Today I found this wonderful example to illustrate Strunk & White’s Rule 22, which I will teach tomorrow:
In the midst of the grove was a fine lawn, sloping down towards the house, near the summit of which rose a plentiful spring, gushing out of a rock covered with firs, and forming a constant cascade of about thirty feet, not carried down a regular flight of steps, but tumbling in a natural fall over the broken and mossy stones till it came to the bottom of the rock, then running off in a pebly channel, that with many lesser falls winded along, till it fell into a lake at the foot of the hill, about a quarter of a mile below the house on the south side, and which was seen from every room in the front. Out of this lake, which filled the center of a beautiful plain, embellished with groups of beechs and elms, and fed with sheep, issued a river, that for several miles was seen to meander through an amazing variety of meadows and woods till it emptied itself into the sea, with a large arm of which, and an island beyond it, the prospect was closed.

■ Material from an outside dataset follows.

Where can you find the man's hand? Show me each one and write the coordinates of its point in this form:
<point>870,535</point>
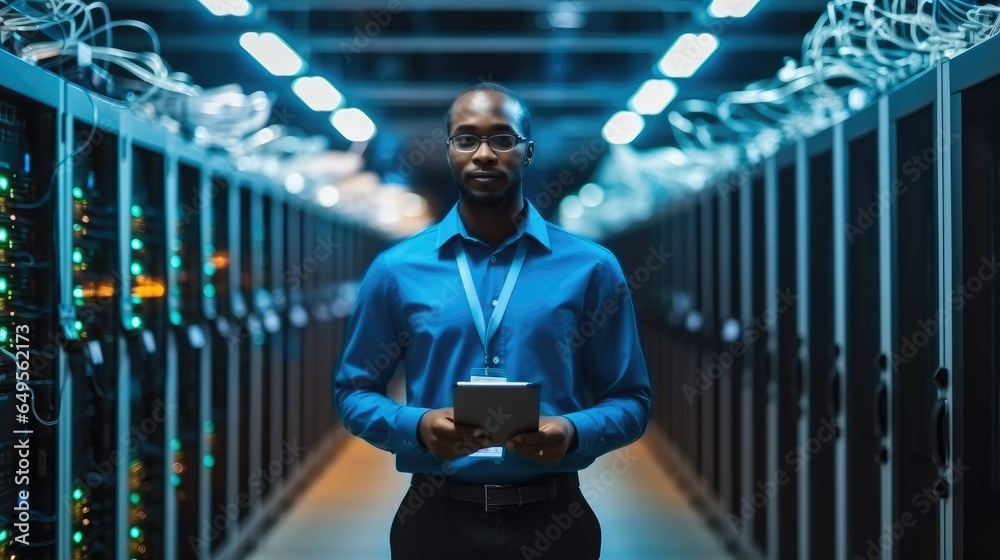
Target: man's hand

–Henry Fielding, Tom Jones (1749)
(no this is not a scene from Downton Abbey)
I had a few observations on how this paragraph depicts, like a landscape painting, the scene it represents, presenting to the eyes no less with the sound, arrangement and composition of its words themselves than by their significations, the experience itself, so that it becomes, nearly, like a sacramentum, both a symbol and the reality it represents, like art that is true, in fact; but if this is true then anything I say about it is an unimportant parergon.
Thanks, dear reader, should you ever find me, for learning to enjoy the good Cognac.